On the same day the memo was exposed, things took another turn.

On March 4, Dario told investors at the Morgan Stanley Technology Conference that Anthropic is "trying to de-escalate and reach an agreement that works for both sides" with the Pentagon. He said Anthropic and the Pentagon have "far more in common than differences." According to sources familiar with the matter, during the five days of the ban, Anthropic executives have privately expressed regret to the Pentagon about the previous communication style.

But the leak of the memo may have stirred the pot again. Axios reported that White House officials believe Dario's attacks on the Trump administration in the memo "could ruin any chance of reconciliation." A government official's exact words were: "You can't trust that Claude won't secretly execute Dario's personal agenda in a classified environment."

Interestingly, OpenAI is also helping.
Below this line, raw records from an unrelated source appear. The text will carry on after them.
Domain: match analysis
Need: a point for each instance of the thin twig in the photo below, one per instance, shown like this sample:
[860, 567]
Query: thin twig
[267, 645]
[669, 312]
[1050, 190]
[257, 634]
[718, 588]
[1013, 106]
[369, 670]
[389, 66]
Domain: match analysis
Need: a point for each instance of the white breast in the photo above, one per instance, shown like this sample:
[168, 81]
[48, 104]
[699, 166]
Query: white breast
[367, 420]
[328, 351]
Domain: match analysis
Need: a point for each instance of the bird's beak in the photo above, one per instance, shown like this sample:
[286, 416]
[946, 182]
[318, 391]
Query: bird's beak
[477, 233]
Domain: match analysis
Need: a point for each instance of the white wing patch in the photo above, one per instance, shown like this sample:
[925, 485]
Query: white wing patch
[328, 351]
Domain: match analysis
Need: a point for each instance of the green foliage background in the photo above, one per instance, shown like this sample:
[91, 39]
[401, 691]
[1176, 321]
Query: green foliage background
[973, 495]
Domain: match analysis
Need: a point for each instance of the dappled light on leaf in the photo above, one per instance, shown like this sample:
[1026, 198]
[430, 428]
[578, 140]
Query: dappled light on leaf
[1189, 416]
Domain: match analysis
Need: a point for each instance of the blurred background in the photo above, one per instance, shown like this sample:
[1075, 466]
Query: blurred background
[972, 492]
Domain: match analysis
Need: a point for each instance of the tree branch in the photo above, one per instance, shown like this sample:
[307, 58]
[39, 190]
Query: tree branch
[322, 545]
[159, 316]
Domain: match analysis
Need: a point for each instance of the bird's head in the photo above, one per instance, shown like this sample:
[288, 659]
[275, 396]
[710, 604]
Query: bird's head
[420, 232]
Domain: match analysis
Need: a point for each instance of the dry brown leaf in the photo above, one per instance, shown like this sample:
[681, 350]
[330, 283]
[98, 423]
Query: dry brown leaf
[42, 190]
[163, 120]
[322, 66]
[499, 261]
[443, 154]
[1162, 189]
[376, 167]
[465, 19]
Altman, when signing the Pentagon contract, proactively asked the government to "offer the same terms to Anthropic," and publicly stated his opposition to labeling Anthropic a "supply chain risk." He called it a "very bad decision."

The Pentagon gave Anthropic 48 hours to make a decision. It has been over a week since Palantir started dismantling the engine. And now, both sides have started talking again.